The Biden administration slapped sanctions on two senior Houthi military leaders on Tuesday for prolonging the Yemen war and exacerbating the country’s humanitarian crisis.
Mansur Al Sa’adi serves as the Houthi Naval Forces Chief of Staff and “has masterminded lethal attacks against international shipping in the Red Sea," the US Treasury said.
It added Al Sa’adi “has received extensive training in Iran [and] has also helped smuggle Iranian weapons into Yemen.”
Ahmad Ali Ahsan Al Hamzi has been identified as the commander of Yemen’s Houthi-aligned Yemeni Air Force and Air Defence Forces, as well as its UAV programme. The US accuses him of acquiring Iranian weapons to use in Yemen's protracted conflict.
Fighting erupted in Yemen in 2014, when the rebel group seized Sanaa and much of the country’s cities in the north. A Saudi-led coalition intervened in 2015 on behalf of the internationally recognised government of Yemeni President Abdrabu Mansur Hadi to power.
Both sanctioned men have received training in Iran according to the US statement, and are responsible for "orchestrating attacks by Houthi forces affecting Yemeni civilians, bordering nations, and commercial vessels in international waters.”
The measures are the first by the Biden administration against the Houthi rebels and draw a direct link between the group and Iran.
“These actions, which were done to advance the Iranian regime’s destabilising agenda, have fuelled the Yemeni conflict, displacing more than one million people and pushing Yemen to the brink of famine,” the statement read.
The US accused the Iranian regime of intensifying the conflict and said the Islamic Revolutionary Guard Corps (IRGC) had provided military guidance and training to the Houthis, allowing them to “threaten Yemen’s neighbours and conduct heinous attacks damaging civilian infrastructure in Yemen and Saudi Arabia.”
On Monday, State Department spokesperson Ned Price condemned the latest ballistic missile launch by the Houthis aimed at Saudi Arabia, which was intercepted with the help of the US.

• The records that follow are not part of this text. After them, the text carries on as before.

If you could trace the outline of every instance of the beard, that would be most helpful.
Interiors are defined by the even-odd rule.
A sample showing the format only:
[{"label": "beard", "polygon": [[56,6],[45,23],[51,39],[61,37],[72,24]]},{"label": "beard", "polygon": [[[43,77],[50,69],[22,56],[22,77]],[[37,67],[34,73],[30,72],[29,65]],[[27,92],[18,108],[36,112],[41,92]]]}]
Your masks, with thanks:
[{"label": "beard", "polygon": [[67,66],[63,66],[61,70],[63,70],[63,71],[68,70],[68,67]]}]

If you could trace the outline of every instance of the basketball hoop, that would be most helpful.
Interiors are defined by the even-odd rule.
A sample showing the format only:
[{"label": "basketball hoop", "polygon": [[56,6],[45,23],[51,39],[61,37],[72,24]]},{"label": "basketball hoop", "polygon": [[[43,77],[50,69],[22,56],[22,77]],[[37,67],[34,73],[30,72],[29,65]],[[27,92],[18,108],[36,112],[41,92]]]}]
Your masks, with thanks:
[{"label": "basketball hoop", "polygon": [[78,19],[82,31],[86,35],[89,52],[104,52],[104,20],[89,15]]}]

“Based on these complex Houthi attacks on Saudi Arabia, we are considering taking additional steps to promote accountability for the Houthi leadership,” Mr Price said.
Asked if removing the designation of the Houthis as a foreign terrorist organisation by the Biden administration last month was a mistake given the current attacks, Mr Price stood by the decision. “It was not a mistake to do everything we could within our power to alleviate the humanitarian suffering of the Yemeni people. Again, more than 80 per cent of Yemen’s population lives under Houthi control,” he said.
In a statement, US Secretary of State Anthony Blinken said the sanctions are in response to attacks that the Houthis have carried out on Saudi Arabia and the offensive the group is leading in the city of Marib.
“We strongly condemn the Ansar Allah’s [Houthis'] continued assault on Marib and their attacks in the region, including a complex attack on February 27, which threatened civilian areas with several [unmanned aerial vehicles] and a missile attack on Riyadh. Again, on March 1, Ansar Allah attacked the Saudi city of Jazan and injured five civilians,” he said.
Mr Blinken accused Iran of fanning the flames of the war. “Iran’s involvement in Yemen fans the flames of the conflict, threatening greater escalation, miscalculation and regional instability. Ansar Allah uses Iranian weapons, intelligence, training and support to conduct attacks threatening civilian targets and infrastructure in Yemen and Saudi Arabia,” he said.
The Biden administration has intensified its efforts to end the Yemen war. Its newly appointed envoy Tim Lenderking has made two trips to the Gulf to renew negotiations for a ceasefire in the country.